I enjoy the fragility and intimacy of the paper and pencil. It’s direct and not convoluted. It’s easy to use but hard to master. It can be used to render a quick sketch, or an elaborate drawing, or used as a mundane tool to inscribe thoughts and messages.
How do you conceptualize/construct a piece? Do you think of it as a story, snapshot, or abstraction?
I try to look at my work as if it is manifesting into one colossal conversation — a conversation between the artworks, the viewer, and with myself. Each work adds another layer to the overall dialogue. So the most recent work guides the next art piece.
I think I see my work more as a narrative than anything else. Or perhaps a map, and I’m the cartographer.
Favourite pencil: Wood? Mechanical? Other?
I have more control with a wooden pencil. I can make it sharp or dull according to my preference.
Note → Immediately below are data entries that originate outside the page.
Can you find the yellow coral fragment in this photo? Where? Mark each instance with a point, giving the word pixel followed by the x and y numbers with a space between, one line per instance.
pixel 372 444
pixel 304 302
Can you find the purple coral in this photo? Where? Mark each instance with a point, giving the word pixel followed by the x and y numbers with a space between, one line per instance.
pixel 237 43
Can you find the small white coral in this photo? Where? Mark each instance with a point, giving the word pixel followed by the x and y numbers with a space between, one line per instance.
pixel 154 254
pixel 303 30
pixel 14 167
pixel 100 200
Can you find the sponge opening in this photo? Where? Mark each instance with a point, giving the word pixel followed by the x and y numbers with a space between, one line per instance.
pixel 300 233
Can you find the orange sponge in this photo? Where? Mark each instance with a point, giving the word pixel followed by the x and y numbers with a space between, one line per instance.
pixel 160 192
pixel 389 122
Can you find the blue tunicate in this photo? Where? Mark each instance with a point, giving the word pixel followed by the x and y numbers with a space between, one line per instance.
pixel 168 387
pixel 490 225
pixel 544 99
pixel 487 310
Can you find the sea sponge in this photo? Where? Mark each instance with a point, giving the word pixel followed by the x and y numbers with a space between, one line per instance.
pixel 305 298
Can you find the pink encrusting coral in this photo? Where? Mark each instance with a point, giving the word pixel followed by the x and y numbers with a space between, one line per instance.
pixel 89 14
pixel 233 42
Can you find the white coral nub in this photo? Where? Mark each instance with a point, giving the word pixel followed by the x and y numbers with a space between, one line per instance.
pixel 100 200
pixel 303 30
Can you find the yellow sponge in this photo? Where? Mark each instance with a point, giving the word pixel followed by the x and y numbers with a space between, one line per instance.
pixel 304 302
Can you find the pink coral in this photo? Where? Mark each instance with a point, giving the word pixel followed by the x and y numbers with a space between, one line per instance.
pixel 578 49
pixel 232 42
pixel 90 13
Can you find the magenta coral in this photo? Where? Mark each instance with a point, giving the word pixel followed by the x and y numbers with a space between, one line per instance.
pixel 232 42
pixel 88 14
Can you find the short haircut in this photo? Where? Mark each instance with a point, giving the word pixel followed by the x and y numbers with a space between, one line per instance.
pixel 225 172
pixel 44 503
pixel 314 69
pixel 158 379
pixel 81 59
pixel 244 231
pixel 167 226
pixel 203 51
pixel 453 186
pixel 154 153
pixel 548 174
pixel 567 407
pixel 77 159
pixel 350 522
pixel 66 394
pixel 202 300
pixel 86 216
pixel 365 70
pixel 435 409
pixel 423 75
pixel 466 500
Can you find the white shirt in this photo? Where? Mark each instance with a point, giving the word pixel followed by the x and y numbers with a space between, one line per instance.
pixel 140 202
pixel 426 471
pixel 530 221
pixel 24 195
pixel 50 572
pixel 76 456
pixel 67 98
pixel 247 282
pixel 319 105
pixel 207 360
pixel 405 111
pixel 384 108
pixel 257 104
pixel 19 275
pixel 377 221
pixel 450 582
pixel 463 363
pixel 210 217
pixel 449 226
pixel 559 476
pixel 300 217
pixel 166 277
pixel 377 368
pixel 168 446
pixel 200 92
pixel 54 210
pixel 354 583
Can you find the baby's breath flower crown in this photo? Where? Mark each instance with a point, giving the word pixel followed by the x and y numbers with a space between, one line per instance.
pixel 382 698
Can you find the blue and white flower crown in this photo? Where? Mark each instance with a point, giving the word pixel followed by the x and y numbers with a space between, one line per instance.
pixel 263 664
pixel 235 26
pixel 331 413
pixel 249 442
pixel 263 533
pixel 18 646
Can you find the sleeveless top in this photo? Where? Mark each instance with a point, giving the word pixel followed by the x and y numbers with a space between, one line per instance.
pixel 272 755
What other materials do you enjoy using?
I enjoy painting when I’m impatient. I’ve also used photography, video, installation, and even performance art to depict ideas. Lately I’ve been trying out printmaking.
What size do you tend to work at? Do you have a preferred scale?
I pay close attention to what scale I use. I use both extremes of the spectrum (the gigantic and the miniature) to exaggerate my perception. However, when it comes to drawing I usually use a 30’x22′ sheet of paper.
What’s your favourite subject-matter? What’s the particular attraction?
I’ve always been obsessed with the sublime, specifically the sublime from trying to comprehend death and the infinite. As a kid I was very curious about outer space and how it never ends.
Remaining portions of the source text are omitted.